Das OLG Frankfurt a. M. hat erkannt, dass die Werbung dem angesprochenen Verkehrskreis eine für seine Entscheidungsfindung wesentliche Information vorenthält und somit gegen § 5a Abs. 2 UWG verstößt. Unter Verweis auf die Rechtsprechung des BGH (Az. I ZR 50/07) führt der Senat aus, dass Angaben über Testurteile, die in eine Werbung aufgenommen werden, leicht und eindeutig nachprüfbar sein müssen. Dies setze nicht nur voraus, dass überhaupt eine Fundstelle für den Test angegeben wird, sondern auch, dass diese Angabe für den Verbraucher auf Grund der Gestaltung der Werbung leicht auffindbar ist. Überzeugend hält der Senat weiter fest, dass bei einem flüchtigen Medium wie dem Fernsehen, die durchschnittliche Aufmerksamkeit von Zuschauern beim Betrachten von Werbung eher gering ist. Die Anforderungen an die Auffindbarkeit hängen demnach auch vom jeweiligen Werbemedium ab und sind entsprechend höher, wenn der Verbraucher die Werbung nicht in der Hand halten oder länger betrachten kann.

Die Einblendung eines Signets, wie in dem gegenständlichen Werbespot, genügt diesen Anforderungen nicht. Der Sternchenhinweis war aufgrund seiner Schriftgröße nicht ausreichend erkennbar und damit den Anforderungen ebenfalls nicht genügend.

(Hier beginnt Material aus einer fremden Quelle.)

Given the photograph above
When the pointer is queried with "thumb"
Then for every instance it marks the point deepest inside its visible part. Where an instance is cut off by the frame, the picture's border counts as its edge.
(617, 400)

Der angegriffene Werbespot ist zudem unter dem Gesichtspunkt der irreführenden Testsiegerwerbung unzulässig. Das Gericht bemerkt hierzu, dass der Verbraucher die Werbeaussage so versteht, dass die Werbende innerhalb des Kreises der Mobilfunkanbieter bei der abgefragten Kundenzufriedenheit den Testsieg errungen habe. Die Werbende könne sich nicht darauf berufen, dass der Verkehr die Werbung nur als Hinweis auf ihren „Teilerfolg“ innerhalb des Marktsegments der Anbieter von Mobilfunknetzen verstehen wird. Zum einen sei hier eine scharfe Trennung zwischen den Mobilfunkanbietern und dem darin enthaltenen Kreis von Netzbetreibern nicht üblich. Zudem beziehe sich die Werbung einzig und allein auf einen Mobilfunktarif. Da die Werbende jedoch hinsichtlich der  Kundenzufriedenheit bei Mobilfunkanbietern keine Spitzenstellung einnimmt, sei die Aussage falsch.

Abschließend stellt der Senat fest, dass eine inhaltlich falsch suggerierte Aussage nicht durch einen Sternchenhinweis „korrigiert“ werden kann. Dies verdeutlicht, dass gerade bei der Werbung mit „Teilerfolgen“ größte Sorgfalt hinsichtlich der Gestaltung der Werbung zu walten hat.